One of the most intriguing findings of Fondapol’s study is that 17 per cent of voters for the two most extreme left-wing parties (LO & NPA) view Marine Le Pen as “far left” herself (13 per cent view her as “left” and 9 per cent as “centre”). More broadly, a third of voters close to left-wing parties viewed the arrival of Le Pen’s Rassemblement National in the National Assembly as “a good thing”. Amongst all voters, Le Pen also has the highest favourability ratings at 36 per cent, with 54 per cent viewing her unfavourably. Compare this to Mélenchon’s 61 per cent unfavourable rating (to 28 per cent favourable), and we can see the French are turning against the left more than they are for the right.

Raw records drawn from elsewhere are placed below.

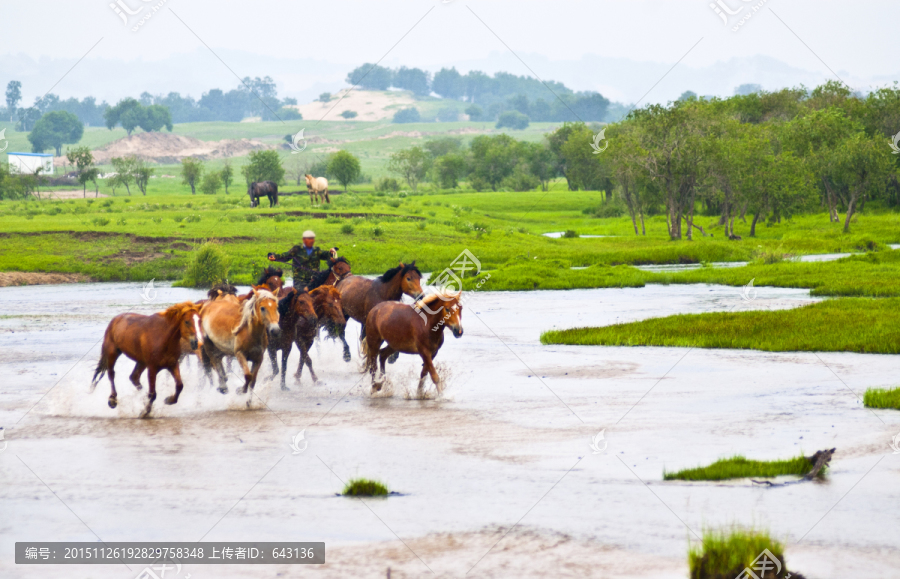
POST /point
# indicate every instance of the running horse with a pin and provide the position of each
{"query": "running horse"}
(359, 294)
(154, 342)
(241, 330)
(412, 330)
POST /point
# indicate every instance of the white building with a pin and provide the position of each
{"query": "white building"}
(28, 163)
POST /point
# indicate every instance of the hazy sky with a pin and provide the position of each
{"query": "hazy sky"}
(855, 40)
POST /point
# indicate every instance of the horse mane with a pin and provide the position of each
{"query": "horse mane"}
(318, 279)
(173, 314)
(443, 296)
(285, 303)
(401, 269)
(250, 307)
(270, 271)
(221, 289)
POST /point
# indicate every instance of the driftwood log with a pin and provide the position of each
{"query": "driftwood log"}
(819, 461)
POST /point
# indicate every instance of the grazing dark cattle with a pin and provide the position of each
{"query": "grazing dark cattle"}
(258, 189)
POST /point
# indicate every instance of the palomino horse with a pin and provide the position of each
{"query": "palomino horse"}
(258, 189)
(418, 330)
(318, 188)
(154, 342)
(241, 330)
(359, 295)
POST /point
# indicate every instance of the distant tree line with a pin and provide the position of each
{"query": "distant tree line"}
(760, 156)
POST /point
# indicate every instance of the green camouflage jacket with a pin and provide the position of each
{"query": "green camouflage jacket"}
(303, 263)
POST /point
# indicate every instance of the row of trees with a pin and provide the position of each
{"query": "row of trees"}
(759, 156)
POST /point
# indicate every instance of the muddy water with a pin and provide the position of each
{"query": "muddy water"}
(508, 443)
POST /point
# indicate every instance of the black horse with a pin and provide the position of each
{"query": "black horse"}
(258, 189)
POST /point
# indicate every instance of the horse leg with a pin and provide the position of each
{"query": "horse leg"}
(242, 360)
(136, 374)
(111, 358)
(152, 371)
(285, 353)
(179, 385)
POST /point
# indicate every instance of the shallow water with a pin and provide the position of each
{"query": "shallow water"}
(508, 442)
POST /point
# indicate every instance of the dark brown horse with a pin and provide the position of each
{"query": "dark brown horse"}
(412, 330)
(257, 189)
(359, 295)
(154, 342)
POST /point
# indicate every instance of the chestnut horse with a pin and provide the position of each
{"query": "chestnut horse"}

What is the future for France’s right more broadly? Napoleon, as Michael Broers has pointed out, was skilled at ralliement and amalgame — the game of rallying and incorporating disparate elements into a unified purpose. On the overall right today, there are only two leaders of any note: Le Pen and Zemmour. The official Gaullists continue to keep the General’s flame alive, but there is no one among les Républicains who has de Gaulle’s dexterity, experience, legitimacy or attraction.
The candidates who put themselves forward for the presidential nomination were uninspiring. Brexit bad boy Michel Barnier has a reputation for moderation but ran a strongly anti-immigration campaign and supported the return of capital punishment. Xavier Bertrand was another moderate who swung to the right, opposing same-sex civil marriage (resistance to which was larger in France than pretty much anywhere else). Valerie Pécresse was the opposite: she came from the right of the party but moderated her views and became the Republicans’ candidate for the presidency. Perhaps the common factor is that voters weren’t certain whether the views or policies that candidates put forward were the ones they actually believed in.
De Gaulle described his project as reconciling the left to the nation and the right to the republic. That there is no deep-seated desire for fundamental constitutional reform, is testament to his ability to turn that vision into a reality. Whilst the structure of France’s political institutions may be sound, Fondapol’s report makes clear that the country’s establishment is unable to govern in a way that resonates with the desires and needs of the French people. How this circle can be squared is a difficult question.
“The most common error of all statesmen,” de Gaulle argued, “is to firmly believe there is at any one moment a solution to every problem.”
“In some periods, there are problems to which no solutions exist.”